Interchangeability, which designates that a biosimilar can be swapped with a biologic at the pharmacy without physician approval, will lead to more market share and lower prices, said Dr. Miller, but the FDA has yet to release guidance on the issue.
While there has been litigation against biosimilars, Fiona Scott Morton, a professor of economics at the Yale School of Management in New Haven, Connecticut, and a biosimiliar researcher, said it's not insurmountable.
“We have precedent in the United States that there are generic firms willing to go through the process of litigation to get into a lucrative market,” she said.

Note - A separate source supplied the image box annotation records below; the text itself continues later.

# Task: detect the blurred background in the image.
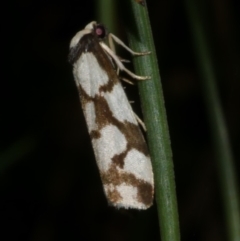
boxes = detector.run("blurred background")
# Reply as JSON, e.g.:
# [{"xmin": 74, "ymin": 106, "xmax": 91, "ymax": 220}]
[{"xmin": 0, "ymin": 0, "xmax": 240, "ymax": 241}]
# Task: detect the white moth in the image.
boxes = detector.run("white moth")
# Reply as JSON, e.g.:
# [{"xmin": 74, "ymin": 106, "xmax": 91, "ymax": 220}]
[{"xmin": 69, "ymin": 22, "xmax": 154, "ymax": 209}]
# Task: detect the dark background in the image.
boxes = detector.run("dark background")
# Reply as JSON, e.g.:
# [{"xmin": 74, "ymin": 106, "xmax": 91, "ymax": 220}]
[{"xmin": 0, "ymin": 0, "xmax": 240, "ymax": 241}]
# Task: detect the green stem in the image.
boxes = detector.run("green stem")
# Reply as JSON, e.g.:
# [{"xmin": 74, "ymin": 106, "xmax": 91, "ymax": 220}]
[{"xmin": 128, "ymin": 1, "xmax": 180, "ymax": 241}]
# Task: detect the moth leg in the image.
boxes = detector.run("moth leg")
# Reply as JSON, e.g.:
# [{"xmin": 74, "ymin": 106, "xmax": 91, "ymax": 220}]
[
  {"xmin": 99, "ymin": 42, "xmax": 151, "ymax": 80},
  {"xmin": 108, "ymin": 33, "xmax": 151, "ymax": 56}
]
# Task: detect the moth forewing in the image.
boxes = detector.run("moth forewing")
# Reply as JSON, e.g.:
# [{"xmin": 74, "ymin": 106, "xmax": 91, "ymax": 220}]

Ms. Morton said it remains unclear how Medicare will handle biosimilar drugs. And the Matrix Global Advisors study said the same of private insurers.
In the meantime, employers should prepare for a biosimilar industry, sources say.
Aon Hewitt's Mr. Malley said he advises employers to put placeholders in their PBM contracts “to reserve the right to negotiate separately the pricing for biosimilars.”
Additionally, Dr. Miller said employers need “to be pushing” their PBMs and health insurers “to make sure we have good ideas on how to help biosimilars be successful.”
Employers and payers “have to think long term,” he said, “because if they just take the short-term, easy route of sticking with the (biologic) ... they could end up without a vigorous biosimilar market, and in the long-run that will really hurt.”